Past Awardees
2009 CGG Recipient - Sheri Brown
Sheri Brown in a Diego Pinon butoh workshop performance. © Briana Jones
Congratulations Sheri Borwn!
Sheri Brown has lived in Pioneer Square since 2002, teaching, making work, living in art-focused communities, and producing shows for First Thursday. Brown’s artistic practice revolves around butoh, a Japanese art form she discovered in 2001, after 11 years practicing theater and street performance. Butoh evolved from student rebellions after World War II, as a method to challenge social norms and established ideals in search of a purer force beyond westernization and modernization. Brown felt the history and practice of the form satisfied her need to explore and express her interdisciplinary practice and ideals.
“As a conscientious objector to mass media,” explains Brown, “my work with butoh stands up in stark contrast to consumer culture. It begs to look beyond society’s surface to the darker, undercurrent root of authentic creative process, and the initial impetus for the creative act. With increasing intentionality, my work in butoh strives to reconnect the lives of everyday people through radical performance art.”
Inaugural Recipient - Johnathan Heath Lambe
Congratulations to Heath, winner of the first Conductive Garboil Grant!
At the June 11th Grant Launch Event (left to right): Cath Brunner of 4Culture, Inaugural CGG winner Johnathan Heath Lambe, and Lynn Schirmer for the Estate of Su Job.
Johnathan Heath Lambe AKA Maxx Lexington received his BFA in Sculpture and Video from Cornish College of the Arts in 2008. He has exhibited his work around the city in galleries and alternative venues including the Erotic Art Festival at Seattle Center’s Exhibition Hall, Blue Vertical Studio, X17 Gallery, Fred Hutchinson Cancer Research Center, Gallery 154, Marcus' Martini Bar, and Secluded Alley Works among others. His video work has been screened at Reeling LGBT International Film Festival in Chicago, IL and Shriveled Eyeballs Video Festival here in Seattle. His media installation "This Is What Democracy Building Looks Like" caught the eye of Su Job when it was exhibited in 2006 at Blue Vertical Studios in the Tashiro Kaplan Building in Pioneer Square.

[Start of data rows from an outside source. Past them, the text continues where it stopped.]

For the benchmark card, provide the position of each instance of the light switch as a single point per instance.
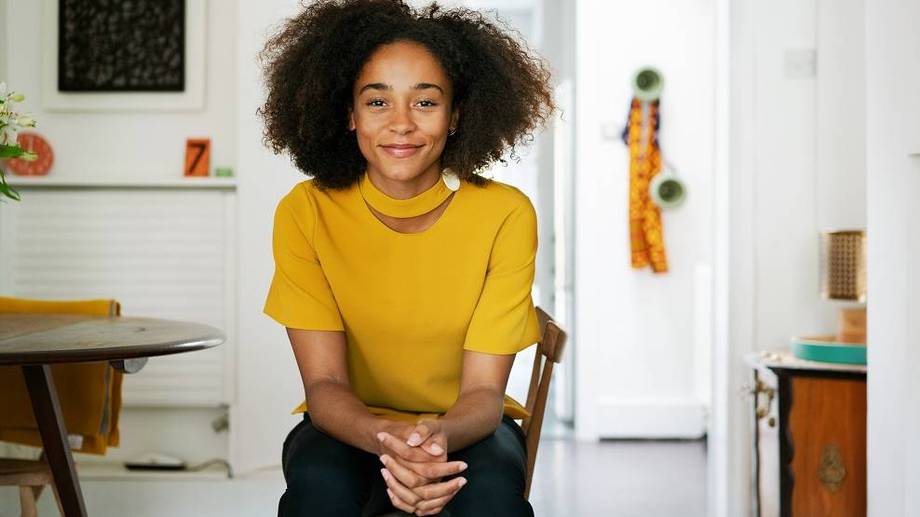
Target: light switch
(800, 63)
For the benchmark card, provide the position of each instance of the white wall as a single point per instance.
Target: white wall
(893, 131)
(795, 168)
(128, 145)
(635, 346)
(133, 146)
(268, 382)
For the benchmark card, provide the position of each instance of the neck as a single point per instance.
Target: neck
(405, 189)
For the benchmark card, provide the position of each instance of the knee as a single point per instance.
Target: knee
(320, 475)
(490, 495)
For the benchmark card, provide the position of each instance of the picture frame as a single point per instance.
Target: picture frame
(191, 99)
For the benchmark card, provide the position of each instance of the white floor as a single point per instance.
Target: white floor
(622, 479)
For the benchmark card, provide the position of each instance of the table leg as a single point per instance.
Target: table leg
(47, 411)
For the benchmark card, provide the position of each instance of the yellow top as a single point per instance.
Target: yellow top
(409, 303)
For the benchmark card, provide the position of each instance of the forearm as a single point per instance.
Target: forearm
(336, 411)
(475, 415)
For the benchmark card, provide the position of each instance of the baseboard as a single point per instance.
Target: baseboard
(652, 419)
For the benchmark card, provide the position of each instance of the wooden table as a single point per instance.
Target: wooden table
(35, 341)
(809, 437)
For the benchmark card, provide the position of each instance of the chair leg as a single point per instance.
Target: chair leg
(27, 502)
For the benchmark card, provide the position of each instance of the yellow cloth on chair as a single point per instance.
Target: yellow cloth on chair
(89, 393)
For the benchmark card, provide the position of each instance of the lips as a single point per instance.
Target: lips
(401, 150)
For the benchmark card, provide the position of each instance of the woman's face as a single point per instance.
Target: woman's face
(402, 111)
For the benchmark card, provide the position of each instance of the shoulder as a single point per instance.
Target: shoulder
(302, 207)
(501, 199)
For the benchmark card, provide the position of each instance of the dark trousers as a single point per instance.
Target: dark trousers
(326, 477)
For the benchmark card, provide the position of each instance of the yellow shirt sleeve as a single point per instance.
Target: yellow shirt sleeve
(299, 295)
(504, 320)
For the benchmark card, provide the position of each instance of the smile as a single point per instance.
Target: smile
(401, 151)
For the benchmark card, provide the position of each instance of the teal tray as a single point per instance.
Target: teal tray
(824, 349)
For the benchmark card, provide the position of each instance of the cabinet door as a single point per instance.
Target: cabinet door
(766, 443)
(827, 426)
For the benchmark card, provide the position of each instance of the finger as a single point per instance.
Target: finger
(401, 449)
(436, 490)
(400, 490)
(418, 435)
(434, 445)
(429, 512)
(399, 503)
(427, 470)
(408, 477)
(433, 506)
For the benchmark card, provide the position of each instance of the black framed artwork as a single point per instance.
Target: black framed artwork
(121, 46)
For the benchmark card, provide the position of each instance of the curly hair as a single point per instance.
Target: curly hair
(503, 92)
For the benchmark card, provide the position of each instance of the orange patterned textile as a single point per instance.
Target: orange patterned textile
(645, 232)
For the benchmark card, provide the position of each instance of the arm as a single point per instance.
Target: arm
(477, 412)
(334, 408)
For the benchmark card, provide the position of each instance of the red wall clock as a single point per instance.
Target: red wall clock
(31, 141)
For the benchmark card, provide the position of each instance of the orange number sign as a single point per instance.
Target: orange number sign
(197, 156)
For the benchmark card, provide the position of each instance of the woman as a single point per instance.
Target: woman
(402, 276)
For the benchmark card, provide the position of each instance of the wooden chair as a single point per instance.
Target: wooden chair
(31, 476)
(549, 352)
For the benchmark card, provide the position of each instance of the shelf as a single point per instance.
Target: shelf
(116, 471)
(52, 182)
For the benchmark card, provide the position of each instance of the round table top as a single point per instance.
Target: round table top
(64, 338)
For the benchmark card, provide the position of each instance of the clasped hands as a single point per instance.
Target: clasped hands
(415, 460)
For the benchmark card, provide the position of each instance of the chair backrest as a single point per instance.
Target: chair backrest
(89, 393)
(549, 352)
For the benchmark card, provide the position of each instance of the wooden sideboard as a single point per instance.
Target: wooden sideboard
(809, 437)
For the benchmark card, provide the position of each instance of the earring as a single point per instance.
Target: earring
(450, 179)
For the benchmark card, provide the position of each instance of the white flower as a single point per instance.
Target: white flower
(8, 135)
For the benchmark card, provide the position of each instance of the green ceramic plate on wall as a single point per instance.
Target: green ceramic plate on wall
(825, 349)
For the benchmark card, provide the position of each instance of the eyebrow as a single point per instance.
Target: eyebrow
(387, 87)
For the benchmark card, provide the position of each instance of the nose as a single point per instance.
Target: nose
(402, 121)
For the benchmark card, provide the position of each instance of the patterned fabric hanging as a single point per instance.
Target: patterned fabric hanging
(645, 231)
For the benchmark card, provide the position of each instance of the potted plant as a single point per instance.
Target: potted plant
(11, 121)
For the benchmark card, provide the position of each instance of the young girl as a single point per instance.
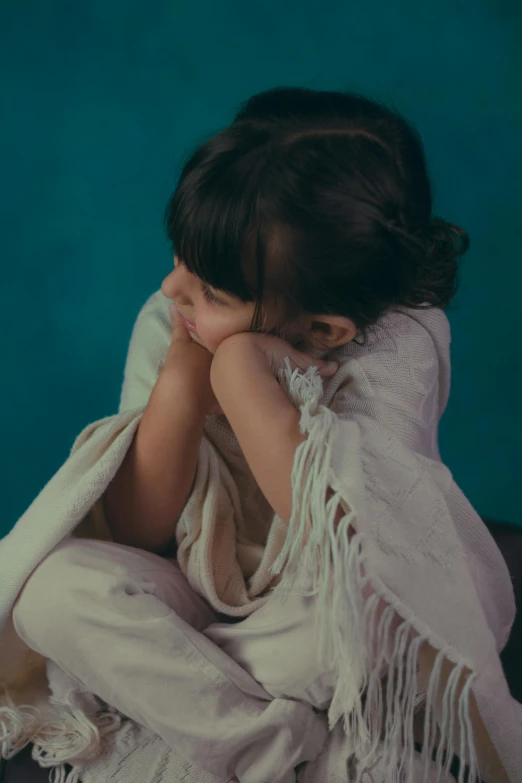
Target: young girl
(283, 547)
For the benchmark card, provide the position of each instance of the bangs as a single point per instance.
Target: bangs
(214, 223)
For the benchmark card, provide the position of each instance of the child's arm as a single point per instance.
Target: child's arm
(266, 425)
(262, 417)
(143, 502)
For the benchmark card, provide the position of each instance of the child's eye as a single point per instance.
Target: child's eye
(209, 296)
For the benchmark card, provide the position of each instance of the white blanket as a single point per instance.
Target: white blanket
(372, 439)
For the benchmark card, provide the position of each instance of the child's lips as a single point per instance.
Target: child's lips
(189, 325)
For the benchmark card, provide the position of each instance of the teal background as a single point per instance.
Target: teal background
(103, 98)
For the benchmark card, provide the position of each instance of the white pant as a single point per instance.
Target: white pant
(234, 698)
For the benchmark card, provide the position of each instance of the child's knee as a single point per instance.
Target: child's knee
(52, 596)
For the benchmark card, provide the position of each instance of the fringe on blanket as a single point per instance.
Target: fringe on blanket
(63, 730)
(377, 702)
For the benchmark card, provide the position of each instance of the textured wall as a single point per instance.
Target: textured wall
(103, 98)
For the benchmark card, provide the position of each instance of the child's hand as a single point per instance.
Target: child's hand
(192, 362)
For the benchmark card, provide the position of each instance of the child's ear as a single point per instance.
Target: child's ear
(330, 331)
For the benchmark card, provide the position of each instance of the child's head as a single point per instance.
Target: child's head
(309, 217)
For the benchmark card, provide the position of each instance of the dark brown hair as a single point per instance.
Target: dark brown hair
(322, 199)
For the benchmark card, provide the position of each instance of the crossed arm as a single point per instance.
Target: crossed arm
(266, 425)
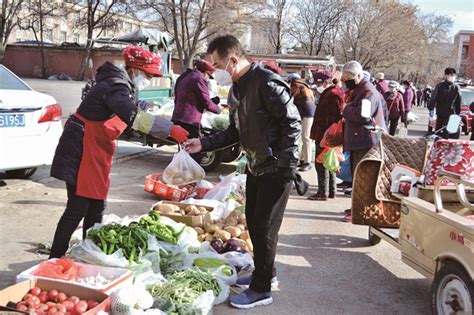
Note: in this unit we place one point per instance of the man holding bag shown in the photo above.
(267, 124)
(84, 154)
(327, 113)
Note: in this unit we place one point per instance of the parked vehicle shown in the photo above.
(30, 126)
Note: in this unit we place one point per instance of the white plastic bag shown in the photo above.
(183, 170)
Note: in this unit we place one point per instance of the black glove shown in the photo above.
(216, 100)
(286, 173)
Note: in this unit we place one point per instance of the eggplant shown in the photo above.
(233, 245)
(218, 245)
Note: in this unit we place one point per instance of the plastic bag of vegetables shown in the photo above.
(215, 264)
(183, 170)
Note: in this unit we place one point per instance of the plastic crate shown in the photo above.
(165, 191)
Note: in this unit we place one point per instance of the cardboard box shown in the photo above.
(16, 292)
(189, 220)
(120, 277)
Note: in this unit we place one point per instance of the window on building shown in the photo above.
(48, 35)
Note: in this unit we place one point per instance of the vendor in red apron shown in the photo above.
(84, 154)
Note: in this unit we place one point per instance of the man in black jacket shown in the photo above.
(446, 98)
(267, 124)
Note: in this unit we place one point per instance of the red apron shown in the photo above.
(93, 179)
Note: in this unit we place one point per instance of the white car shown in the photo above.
(30, 126)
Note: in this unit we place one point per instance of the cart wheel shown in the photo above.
(211, 160)
(452, 291)
(373, 239)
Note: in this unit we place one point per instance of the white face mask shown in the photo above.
(140, 82)
(222, 76)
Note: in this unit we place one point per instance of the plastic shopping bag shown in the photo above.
(334, 136)
(331, 161)
(183, 170)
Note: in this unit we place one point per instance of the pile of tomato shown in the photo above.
(53, 303)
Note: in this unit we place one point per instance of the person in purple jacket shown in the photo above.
(192, 98)
(408, 98)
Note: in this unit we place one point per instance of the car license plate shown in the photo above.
(12, 120)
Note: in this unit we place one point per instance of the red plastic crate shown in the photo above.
(165, 191)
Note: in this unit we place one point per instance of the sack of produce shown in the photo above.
(183, 170)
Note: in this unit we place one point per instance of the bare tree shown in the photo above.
(40, 11)
(275, 28)
(193, 22)
(8, 18)
(95, 16)
(315, 20)
(380, 34)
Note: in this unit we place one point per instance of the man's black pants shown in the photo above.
(267, 196)
(193, 134)
(77, 208)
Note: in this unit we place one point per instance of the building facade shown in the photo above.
(464, 49)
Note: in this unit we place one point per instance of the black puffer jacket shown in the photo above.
(264, 119)
(112, 95)
(446, 98)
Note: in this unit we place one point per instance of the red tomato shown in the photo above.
(91, 304)
(43, 307)
(74, 299)
(69, 305)
(35, 291)
(27, 296)
(81, 307)
(51, 304)
(61, 308)
(21, 306)
(43, 296)
(61, 297)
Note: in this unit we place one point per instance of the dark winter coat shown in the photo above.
(265, 121)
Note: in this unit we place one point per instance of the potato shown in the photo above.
(234, 231)
(244, 235)
(199, 230)
(211, 228)
(222, 235)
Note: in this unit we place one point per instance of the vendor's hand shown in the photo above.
(216, 100)
(179, 133)
(193, 146)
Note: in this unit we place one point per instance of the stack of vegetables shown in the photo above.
(229, 235)
(133, 239)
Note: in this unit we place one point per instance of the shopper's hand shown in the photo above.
(179, 133)
(193, 146)
(216, 100)
(286, 173)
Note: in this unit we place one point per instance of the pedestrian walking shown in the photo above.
(83, 157)
(446, 100)
(364, 108)
(396, 108)
(192, 99)
(327, 113)
(304, 100)
(380, 83)
(268, 126)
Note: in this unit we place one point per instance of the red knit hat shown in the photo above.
(139, 58)
(205, 66)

Video of "This Is What Democracy Building Looks Like" by Johnathan Heath Lambe
"This Is What Democracy Building Looks Like"
Dimensions: Variable
Media: Art Installation (video, music, paper, ammo box)
Year: 2006
Description: This exhibit encompassed the entire 1000+sf interior galley space of BVS in the TK building, with 2284 white index each printed with the name, rank, branch of service and date of death of U.S soldiers that have giving their life for their country in the Iraq war as of March 2006. At the same time a video of images of war and war statistics all edited to music of Prez. George W. Bush quotes was projected on my person as I stood on a soap box, tape over my mouth while pulling white index cards out of an ammo box and tossing them to the ground. This video was then projected over two 20’ glass windowws that punched through the gallery space to the streets-cape below. On the street below a matching set of red cards bled out from under the windows into the street. 2284 red index cards laid on the sidewalk and the roadway demanding attention. People could walk over the cards with out noticing them, if they did not wish to walk over the red cards then they had to cross the street where they could not help but look at the video that was projected through the windows.